ΔHrxn° = [4 mol × ΔHf°(CO₂(g)) + 6 mol × ΔHf°(H₂O(l))] - [2 mol × ΔHf°(C₂H₆(g)) + 7 mol × ΔHf°(O₂(g))]

ΔHrxn° = [4 mol × (-393.5 kJ/mol) + 6 mol × (-285.8 kJ/mol)] - [2 mol × (-84.7 kJ/mol) + 7 mol × (0 kJ/mol)]

ΔHrxn° = (-1574 kJ - 1714.8 kJ) - (-169.4 kJ) = -3119.4 kJ

The enthalpy change for this reaction is -3119.4 kJ.

Frequently Asked Questions (FAQs)

• Q: What does the "°" symbol mean in ΔHf°?

  • A: The "°" symbol indicates that the enthalpy of formation is measured under standard conditions (298 K and 1 atm pressure).

• Q: Can I use enthalpy of formation data for reactions at temperatures other than 298 K?
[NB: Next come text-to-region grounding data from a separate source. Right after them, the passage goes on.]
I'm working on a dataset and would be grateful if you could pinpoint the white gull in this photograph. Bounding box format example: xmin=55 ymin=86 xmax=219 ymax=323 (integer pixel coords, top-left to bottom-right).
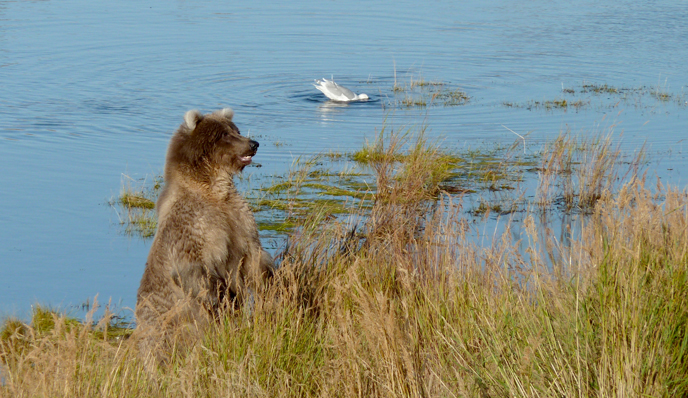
xmin=313 ymin=78 xmax=369 ymax=102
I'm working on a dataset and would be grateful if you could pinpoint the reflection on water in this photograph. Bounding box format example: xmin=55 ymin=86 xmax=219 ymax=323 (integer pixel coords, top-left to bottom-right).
xmin=317 ymin=101 xmax=351 ymax=121
xmin=0 ymin=0 xmax=686 ymax=319
xmin=315 ymin=100 xmax=379 ymax=122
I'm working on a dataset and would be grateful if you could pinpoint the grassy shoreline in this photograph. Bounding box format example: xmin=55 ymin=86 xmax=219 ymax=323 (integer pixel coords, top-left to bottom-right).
xmin=3 ymin=131 xmax=687 ymax=397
  • A: Strictly speaking, the values are only accurate at 298 K. However, small deviations from this temperature will often result in only minor inaccuracies. For larger temperature changes, more sophisticated thermodynamic calculations are required.

• Q: What if I don't have the enthalpy of formation for all the compounds in a reaction?

  • A: You can often use Hess's Law to combine known enthalpy changes for other reactions to calculate the unknown enthalpy of formation.

• Q: Why is the enthalpy of formation of an element in its standard state zero?

  • A: By definition, the enthalpy of formation refers to the heat change involved in forming a compound from its elements. Since an element in its standard state is already in its most stable form, no energy is required or released in "forming" it from itself.

• Q: How accurate are enthalpy of formation values?

  • A: The accuracy of enthalpy of formation data varies depending on the compound and the method used to determine it. They are typically reported with some uncertainty.

Conclusion

Mastering enthalpy of formation calculations requires a firm grasp of the fundamental concepts and the ability to apply Hess's Law. Through practice, you'll become more proficient in using enthalpy of formation data to predict the enthalpy changes for a wide variety of chemical reactions. Remember to always pay attention to stoichiometric coefficients and the standard states of elements when performing these calculations. This article provides a solid foundation; continued practice with more diverse problems will further solidify your understanding of this vital thermodynamic principle. Keep practicing, and you'll be well on your way to mastering thermochemistry!